Dickeson–Buying Decisions? It’s In Your Own Numbers

I had a call from an investment banker wanting information about the printing industry. In effect, he said: “We understand that the printing industry has a problem of chronic overcapacity, which drives down prices and makes printing companies less than attractive investments. Is this true? If so, why? Is this changing? Where is the data of printing industry capacity to be found?”

What shall we say to the banker?

For as long as I’ve been around, the buzz has been exactly as the banker put it: Excess capacity drives down price margins. Agree? William Davis, president of R.R. Donnelley & Sons, put it this way in his “Ground Truths” speech more than a year ago. “…Printing also has a lot of overcapacity—a lot of idle press time.”

“What’s with you guys in the printing business?” That’s the question a printing company attorney asked at a directors’ meeting, which I attended a few years ago. “You’re not making a decent return on investment. You borrow to buy a new press, fill it up with low-margin work and then borrow more to buy more capacity, in order to print more poor-margin business. I don’t get it!”

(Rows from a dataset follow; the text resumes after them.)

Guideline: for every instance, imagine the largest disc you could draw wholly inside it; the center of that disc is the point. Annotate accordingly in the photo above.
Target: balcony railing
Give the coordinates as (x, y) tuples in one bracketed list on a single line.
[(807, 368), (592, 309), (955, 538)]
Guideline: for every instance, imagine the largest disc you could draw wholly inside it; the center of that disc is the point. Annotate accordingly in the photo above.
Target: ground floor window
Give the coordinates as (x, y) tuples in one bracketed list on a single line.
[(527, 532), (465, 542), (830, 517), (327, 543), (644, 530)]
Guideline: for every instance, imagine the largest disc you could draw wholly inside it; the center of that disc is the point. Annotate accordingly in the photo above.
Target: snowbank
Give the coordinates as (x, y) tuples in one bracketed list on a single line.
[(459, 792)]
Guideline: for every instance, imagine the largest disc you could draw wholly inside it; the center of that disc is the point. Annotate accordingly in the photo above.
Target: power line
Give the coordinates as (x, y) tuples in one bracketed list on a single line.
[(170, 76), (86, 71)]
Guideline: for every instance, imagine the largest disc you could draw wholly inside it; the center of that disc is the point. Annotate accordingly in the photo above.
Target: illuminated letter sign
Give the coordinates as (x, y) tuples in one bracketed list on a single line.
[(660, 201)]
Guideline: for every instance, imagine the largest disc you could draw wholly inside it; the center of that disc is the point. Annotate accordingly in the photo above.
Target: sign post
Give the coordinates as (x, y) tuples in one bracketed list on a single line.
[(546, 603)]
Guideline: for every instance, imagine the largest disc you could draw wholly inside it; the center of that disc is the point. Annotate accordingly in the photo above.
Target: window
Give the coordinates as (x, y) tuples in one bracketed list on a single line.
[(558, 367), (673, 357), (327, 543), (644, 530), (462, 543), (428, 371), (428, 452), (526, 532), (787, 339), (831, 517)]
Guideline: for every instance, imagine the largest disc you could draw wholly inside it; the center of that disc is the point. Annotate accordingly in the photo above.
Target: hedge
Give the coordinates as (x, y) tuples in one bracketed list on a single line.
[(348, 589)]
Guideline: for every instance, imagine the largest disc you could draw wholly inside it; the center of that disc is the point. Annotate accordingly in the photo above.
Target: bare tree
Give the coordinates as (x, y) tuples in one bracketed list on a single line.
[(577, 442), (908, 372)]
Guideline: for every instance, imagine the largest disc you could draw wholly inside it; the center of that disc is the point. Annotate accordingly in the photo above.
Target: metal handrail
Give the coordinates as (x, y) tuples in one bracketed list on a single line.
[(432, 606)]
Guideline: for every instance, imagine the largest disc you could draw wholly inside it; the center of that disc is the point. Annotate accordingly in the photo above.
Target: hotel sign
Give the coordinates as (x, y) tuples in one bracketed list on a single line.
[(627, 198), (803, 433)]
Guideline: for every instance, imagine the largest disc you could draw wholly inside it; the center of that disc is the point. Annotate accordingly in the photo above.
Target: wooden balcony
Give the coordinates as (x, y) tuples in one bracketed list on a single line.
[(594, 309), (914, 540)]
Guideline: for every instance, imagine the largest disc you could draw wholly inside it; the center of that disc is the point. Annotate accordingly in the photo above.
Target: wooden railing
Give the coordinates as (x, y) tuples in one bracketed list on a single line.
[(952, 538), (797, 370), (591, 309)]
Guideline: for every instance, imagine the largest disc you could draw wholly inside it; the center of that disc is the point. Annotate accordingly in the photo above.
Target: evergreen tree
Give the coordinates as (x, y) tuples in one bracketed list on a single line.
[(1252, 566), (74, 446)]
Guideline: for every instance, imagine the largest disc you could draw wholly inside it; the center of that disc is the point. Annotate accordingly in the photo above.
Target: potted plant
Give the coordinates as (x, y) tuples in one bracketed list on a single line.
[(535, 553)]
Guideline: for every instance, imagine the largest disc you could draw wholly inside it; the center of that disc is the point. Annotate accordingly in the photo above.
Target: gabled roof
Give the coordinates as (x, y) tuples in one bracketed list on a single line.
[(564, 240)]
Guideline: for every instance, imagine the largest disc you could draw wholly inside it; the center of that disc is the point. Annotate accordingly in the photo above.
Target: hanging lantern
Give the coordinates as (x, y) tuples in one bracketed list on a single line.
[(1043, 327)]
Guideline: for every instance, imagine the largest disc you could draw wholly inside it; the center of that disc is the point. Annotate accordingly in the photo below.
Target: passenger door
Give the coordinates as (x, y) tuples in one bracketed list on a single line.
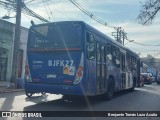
[(122, 67), (100, 69)]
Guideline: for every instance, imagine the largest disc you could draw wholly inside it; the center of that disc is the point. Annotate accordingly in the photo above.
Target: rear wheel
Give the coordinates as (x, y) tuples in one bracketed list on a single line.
[(110, 89), (43, 93)]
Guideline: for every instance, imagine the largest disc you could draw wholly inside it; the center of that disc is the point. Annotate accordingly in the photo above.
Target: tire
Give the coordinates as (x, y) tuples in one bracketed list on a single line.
[(110, 89), (134, 85), (28, 94)]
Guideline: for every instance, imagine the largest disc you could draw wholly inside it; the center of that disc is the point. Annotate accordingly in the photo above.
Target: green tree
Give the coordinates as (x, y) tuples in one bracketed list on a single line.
[(148, 11)]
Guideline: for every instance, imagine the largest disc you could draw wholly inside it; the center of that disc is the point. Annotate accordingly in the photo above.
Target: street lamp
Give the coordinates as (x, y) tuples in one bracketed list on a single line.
[(129, 41)]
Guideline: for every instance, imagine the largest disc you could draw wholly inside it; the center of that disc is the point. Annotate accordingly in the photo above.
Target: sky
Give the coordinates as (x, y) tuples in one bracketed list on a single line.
[(117, 13)]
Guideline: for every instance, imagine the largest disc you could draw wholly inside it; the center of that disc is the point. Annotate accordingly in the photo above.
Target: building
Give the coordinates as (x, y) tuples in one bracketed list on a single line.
[(7, 31)]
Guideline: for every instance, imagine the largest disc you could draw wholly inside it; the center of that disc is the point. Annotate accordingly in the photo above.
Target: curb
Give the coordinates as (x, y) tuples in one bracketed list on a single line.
[(10, 90)]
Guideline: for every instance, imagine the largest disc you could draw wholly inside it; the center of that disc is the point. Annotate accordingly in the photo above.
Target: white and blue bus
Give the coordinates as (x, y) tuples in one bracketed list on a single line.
[(73, 58)]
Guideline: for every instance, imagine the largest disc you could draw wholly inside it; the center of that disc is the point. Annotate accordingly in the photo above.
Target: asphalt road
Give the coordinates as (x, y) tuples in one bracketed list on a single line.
[(145, 98)]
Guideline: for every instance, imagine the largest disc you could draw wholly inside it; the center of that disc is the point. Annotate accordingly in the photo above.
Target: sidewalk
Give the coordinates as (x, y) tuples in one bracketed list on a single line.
[(5, 87)]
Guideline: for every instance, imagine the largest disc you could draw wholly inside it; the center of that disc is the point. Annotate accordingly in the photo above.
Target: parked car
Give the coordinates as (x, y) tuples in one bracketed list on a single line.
[(148, 78), (158, 79)]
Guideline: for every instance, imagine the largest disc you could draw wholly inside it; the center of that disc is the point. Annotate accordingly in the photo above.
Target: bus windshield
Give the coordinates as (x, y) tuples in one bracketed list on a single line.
[(55, 35)]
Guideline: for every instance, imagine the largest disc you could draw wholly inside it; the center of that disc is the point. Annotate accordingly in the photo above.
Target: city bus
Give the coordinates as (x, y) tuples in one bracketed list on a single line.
[(73, 58)]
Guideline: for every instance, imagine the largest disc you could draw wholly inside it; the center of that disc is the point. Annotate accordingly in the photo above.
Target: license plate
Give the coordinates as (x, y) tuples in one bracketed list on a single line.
[(51, 76)]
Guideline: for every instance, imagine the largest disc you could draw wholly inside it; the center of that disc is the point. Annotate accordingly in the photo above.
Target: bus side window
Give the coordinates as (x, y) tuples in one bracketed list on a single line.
[(108, 54), (90, 46)]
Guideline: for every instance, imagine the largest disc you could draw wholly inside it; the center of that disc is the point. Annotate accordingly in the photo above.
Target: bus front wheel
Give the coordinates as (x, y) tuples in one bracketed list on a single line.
[(110, 89)]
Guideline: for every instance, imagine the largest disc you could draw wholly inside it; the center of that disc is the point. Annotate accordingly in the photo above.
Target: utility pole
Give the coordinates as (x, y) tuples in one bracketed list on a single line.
[(15, 63), (118, 34)]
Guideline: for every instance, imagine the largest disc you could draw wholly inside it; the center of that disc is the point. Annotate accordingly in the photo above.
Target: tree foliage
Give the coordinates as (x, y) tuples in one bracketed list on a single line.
[(149, 11)]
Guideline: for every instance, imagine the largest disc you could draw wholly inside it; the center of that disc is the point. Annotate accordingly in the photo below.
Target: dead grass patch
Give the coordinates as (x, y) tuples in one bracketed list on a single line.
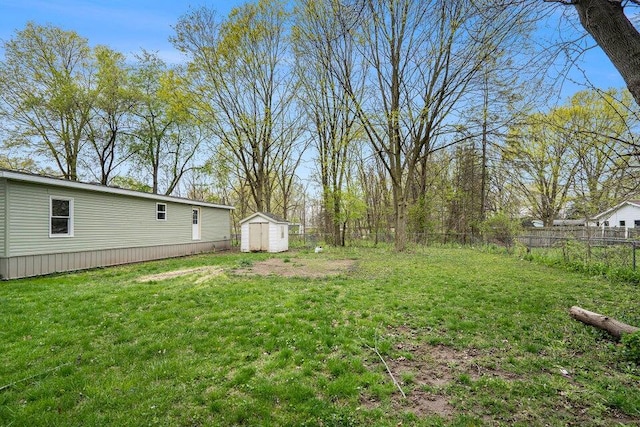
[(308, 267), (204, 274), (425, 372)]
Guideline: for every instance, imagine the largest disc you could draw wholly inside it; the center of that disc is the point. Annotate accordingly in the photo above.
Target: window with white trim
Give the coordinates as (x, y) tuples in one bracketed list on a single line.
[(161, 211), (60, 217)]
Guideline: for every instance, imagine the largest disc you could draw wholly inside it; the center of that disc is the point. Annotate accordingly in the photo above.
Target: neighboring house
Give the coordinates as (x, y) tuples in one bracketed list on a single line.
[(626, 214), (51, 225), (264, 232)]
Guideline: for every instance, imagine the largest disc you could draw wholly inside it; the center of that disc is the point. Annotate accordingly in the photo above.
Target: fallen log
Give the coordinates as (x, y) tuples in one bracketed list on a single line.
[(600, 321)]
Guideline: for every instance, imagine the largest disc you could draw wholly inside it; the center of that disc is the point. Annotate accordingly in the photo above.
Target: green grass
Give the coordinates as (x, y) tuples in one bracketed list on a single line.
[(100, 348)]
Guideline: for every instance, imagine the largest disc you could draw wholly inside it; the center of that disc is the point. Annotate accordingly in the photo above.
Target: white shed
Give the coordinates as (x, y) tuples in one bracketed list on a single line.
[(264, 232)]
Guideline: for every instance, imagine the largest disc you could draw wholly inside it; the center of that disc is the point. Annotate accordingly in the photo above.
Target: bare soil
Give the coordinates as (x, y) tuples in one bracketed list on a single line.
[(425, 373), (308, 267), (203, 273)]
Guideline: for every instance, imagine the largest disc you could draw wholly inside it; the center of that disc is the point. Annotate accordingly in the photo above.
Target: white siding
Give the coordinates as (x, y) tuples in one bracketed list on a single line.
[(3, 207), (244, 237), (102, 221), (276, 242), (627, 213)]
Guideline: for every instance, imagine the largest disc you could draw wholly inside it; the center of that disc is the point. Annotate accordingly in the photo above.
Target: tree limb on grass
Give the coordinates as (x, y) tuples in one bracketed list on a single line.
[(600, 321)]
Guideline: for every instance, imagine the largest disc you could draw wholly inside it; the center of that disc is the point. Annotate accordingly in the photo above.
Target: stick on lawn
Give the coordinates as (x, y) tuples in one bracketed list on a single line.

What shall we say? “Guilty as charged, your honor”?

Obviously our capacity decisions aren’t logical, they’re emotional.

“Hey, we’re in the business. We don’t know anything else.”

“It’s a place to go in the morning and keep busy all day.”

“It provides work for the kids and my wife’s brother.”

“You’re right. The margins are terrible, but I can make it up on volume.”

“I’m making my payments, and the insurance company will lend me more money.”

Cynical? I wonder sometimes.

What information do we use to make equipment addition decisions? There isn’t any industry capacity data, to my knowledge, or that of the investment banker who called. It must be on “gut” feeling. We tell ourselves that, with more volume, we’ll spread the overhead costs further. But an inner voice hollers, “Wait a minute. Volume creates its own overhead.” If added volume doesn’t generate excellent margins, it’s quicksand. Volume is “activity” and activity consumes resources. That’s why “activity-based costing” has become popular. Do we have any objective information to provide support for our capacity decisions?